Pharmacy benefit structures such as co-payments, co-insurance and deductibles help payors mitigate health care spending by encouraging patients to consider and bear the cost of prescription medications. VBID plans instead reduce the cost to the patient for medications that offer a higher clinical benefit, under the rationale that increased medication use would improve health outcomes and lower overall health care spending.
For example, patients in a VBID plan who have a chronic disease such as high blood pressure may have their out-of-pocket costs, such as a co-pay, significantly reduced or eliminated for vital medications to treat their condition.
"VBID plans have been popular with employers and health plans as a way to use financial incentives and other methods to encourage medication adherence, improve health outcomes and reduce overall health care costs," study co-author William Shrank, senior vice president and chief scientific officer of CVS Caremark, said in a statement. "In order to optimize the benefits of VBID plans, these findings encourage more generous coverage for generics, greater use of 90-day prescriptions, more careful intervention targeting and expansion of wellness programs, all of which are active initiatives at CVS Caremark."
The researchers evaluated 76 VBID plans provided by CVS Caremark to 33 plan sponsors and involving more than 274,000 patients. Based on the analysis, five features were found to have a greater impact on adherence. They included more generous VBID plans (such as plans with no cost-sharing for generics and low monthly co-pays); plans that targeted high-risk patients; plans with concurrent wellness programs; plans without concurrent disease management programs; and plans that made the benefit available only by mail order, offering 90-day prescriptions.

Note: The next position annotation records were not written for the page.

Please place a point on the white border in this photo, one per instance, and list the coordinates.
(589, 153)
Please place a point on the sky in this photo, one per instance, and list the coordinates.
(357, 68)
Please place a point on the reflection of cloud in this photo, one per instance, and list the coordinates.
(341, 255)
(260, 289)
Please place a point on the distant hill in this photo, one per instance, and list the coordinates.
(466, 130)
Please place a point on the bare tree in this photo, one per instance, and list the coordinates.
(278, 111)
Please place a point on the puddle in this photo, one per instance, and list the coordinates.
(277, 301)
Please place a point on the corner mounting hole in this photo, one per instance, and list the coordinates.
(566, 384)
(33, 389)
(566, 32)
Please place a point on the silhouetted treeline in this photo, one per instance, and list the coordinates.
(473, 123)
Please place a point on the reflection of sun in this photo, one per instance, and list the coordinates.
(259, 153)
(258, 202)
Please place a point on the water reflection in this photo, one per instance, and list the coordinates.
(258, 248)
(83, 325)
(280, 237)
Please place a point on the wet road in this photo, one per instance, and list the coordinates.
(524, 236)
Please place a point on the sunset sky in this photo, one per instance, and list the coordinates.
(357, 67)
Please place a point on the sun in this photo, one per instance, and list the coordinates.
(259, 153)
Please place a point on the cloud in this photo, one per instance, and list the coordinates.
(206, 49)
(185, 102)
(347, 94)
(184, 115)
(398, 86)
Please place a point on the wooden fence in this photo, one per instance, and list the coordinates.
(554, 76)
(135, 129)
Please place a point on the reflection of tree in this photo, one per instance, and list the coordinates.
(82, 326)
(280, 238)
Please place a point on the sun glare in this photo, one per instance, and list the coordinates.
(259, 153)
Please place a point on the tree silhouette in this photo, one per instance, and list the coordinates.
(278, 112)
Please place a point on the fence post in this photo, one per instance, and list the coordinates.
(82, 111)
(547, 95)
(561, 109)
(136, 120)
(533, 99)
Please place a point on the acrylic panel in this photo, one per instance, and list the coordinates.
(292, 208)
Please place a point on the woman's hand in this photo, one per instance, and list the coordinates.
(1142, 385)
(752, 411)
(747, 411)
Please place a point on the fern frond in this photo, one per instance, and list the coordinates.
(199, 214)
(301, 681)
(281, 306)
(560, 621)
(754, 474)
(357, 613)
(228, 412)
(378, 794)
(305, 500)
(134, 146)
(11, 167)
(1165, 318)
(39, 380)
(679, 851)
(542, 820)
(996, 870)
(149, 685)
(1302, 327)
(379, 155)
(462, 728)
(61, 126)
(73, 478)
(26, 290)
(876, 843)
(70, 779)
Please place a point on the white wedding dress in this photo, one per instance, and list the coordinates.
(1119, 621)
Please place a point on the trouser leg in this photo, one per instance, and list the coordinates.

"For the first time, this research offers high-quality, empirical data on the VBID plan features that appear most effective for stimulating greater medication adherence," stated study lead author Niteesh Choudhry, associate physician in the division of pharmacoepidemiology and pharmacoeconomics at Brigham and Women's Hospital and an associate professor at Harvard Medical School. "The results show that several specific features can improve adherence from between two to five percentage points, and this information can help influence how future co-payment reduction plans are structured for optimal benefit."